Ainsi, dans une tribune relayée par Le Monde, des membres des César ont réagi et appellent à "plus de démocratie au sein de l'Académie". Les signataires (parmi lesquel·les on retrouve Mathieu Amalric, Jeanne Balibar, Leïla Bekhti, Bérénice Bejo, Omar Sy, Céline Sciamma ou encore Karin Viard) dénoncent des dysfonctionnements et exigent "une refonte en profondeur des modes de gouvernance de l'association afin qu'ils se rapprochent de celles des institutions étrangères et des fonctionnements démocratiques qui les encadrent."
Par ailleurs, dans une tribune publiée par Le Parisien, les militantes féministes révoltées en appellent à une prise de conscience collective, ne visant pas uniquement le Président de l'Académie. Non, leur lettre ouverte se destine "aux professionnel·les du cinéma votant pour les César", en leur globalité. Les votants en question sont 4 313.
"Par ces 12 nominations, le monde du cinéma a apporté un soutien franc et inconditionnel à un violeur en cavale. Refuser de prendre position, célébrer un agresseur comme Roman Polanski, c'est soutenir le système d'impunité des violences masculines, et museler la parole des victimes", fustigent de nombreuses associations féministes, d'Osez le Féminisme au Planning Familial, du Collectif Féministe Contre le Viol aux Chiennes de garde.
Cette lettre ouverte, également signée par l'adjointe à la Maire de Paris en charge de l'égalité femmes hommes Hélène Bidard et le Collectif national pour les droits des femmes, est un mouvement de protestation à l'encontre de Roman Polanski et de la prestigieuse réception de son oeuvre. "12 nominations pour le J'accuse de Polanski. 12, comme le nombre de femmes qui l'accusent de viols pédocriminels. Par ces 12 nominations, le monde du cinéma a apporté un soutien franc et inconditionnel à un violeur en cavale, qui a reconnu avoir drogué et violé une enfant de 13 ans et a fui la justice américaine", fustigent les signataires de cette tribune.

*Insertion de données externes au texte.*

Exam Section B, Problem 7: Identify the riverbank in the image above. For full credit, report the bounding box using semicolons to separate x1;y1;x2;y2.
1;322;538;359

A en lire cette lettre ouverte, le réalisateur "utilise sa notoriété, instrumentalise l'affaire Dreyfus [au coeur du film "J'accuse", ndrl] pour se réhabiliter et se poser en victime, alors qu'il est bourreau". Et tout cela n'a que trop duré.
C'est pour cela qu'aujourd'hui, associations et personnalités féministes se donnent rendez-vous le 28 février, à 18h, à la cérémonie des César, devant la salle Pleyel. Le but de ce rassemblement sororal ? "Appeler à dire NON à la célébration d'un violeur qui silencie les victimes", avance la tribune. Tout en rappelant qu'à l'heure où Harvey Weinstein se trouve au tribunal de Manhattan, dans le cadre d'un procès historique qui pourrait le conduire à l'emprisonnement à perpétuité, il semble d'autant plus anormal de tresser des lauriers à "un violeur pédocriminel en fuite". "Il s'agit de justice, pas de morale. Plus d'hypocrisie. En 2020, vous avez la responsabilité de prendre position et de refuser de décorer un violeur pédocriminel qui se pose en victime", achèvent avec virulence les signataires.
Au creux de ces lignes gravite une réflexion, percutante et fédératrice : "Dépolitiser le réel, c'est le repolitiser au profit de l'oppresseur". Cette assertion est celle d'Adèle Haenel. En 2019, le témoignage bouleversant de la comédienne a (r)éveillé la colère comme l'espoir : celui d'un #MeToo à la française, d'une brèche enfin ouverte sur les abus inhérents au monde du cinéma français. C'était en novembre dernier. Quelques mois plus tard, et malgré le mouvement de boycott féministe initié à Paris à l'encontre de l'exploitation en salles de J'accuse, l'éventuel sacre de Roman Polanski met à mal cette lutte contre "l'oppresseur". D'où l'importance de hausser la voix.
"L'impunité dont jouit cet homme malgré les très nombreuses accusations de viols à son encontre doit cesser", affirmait il y a peu le mouvement #BoycottPolanski. A la fin du mois, il faut s'attendre à ce que ces mots résonnent à quelques enjambées seulement des précieuses statuettes dorées.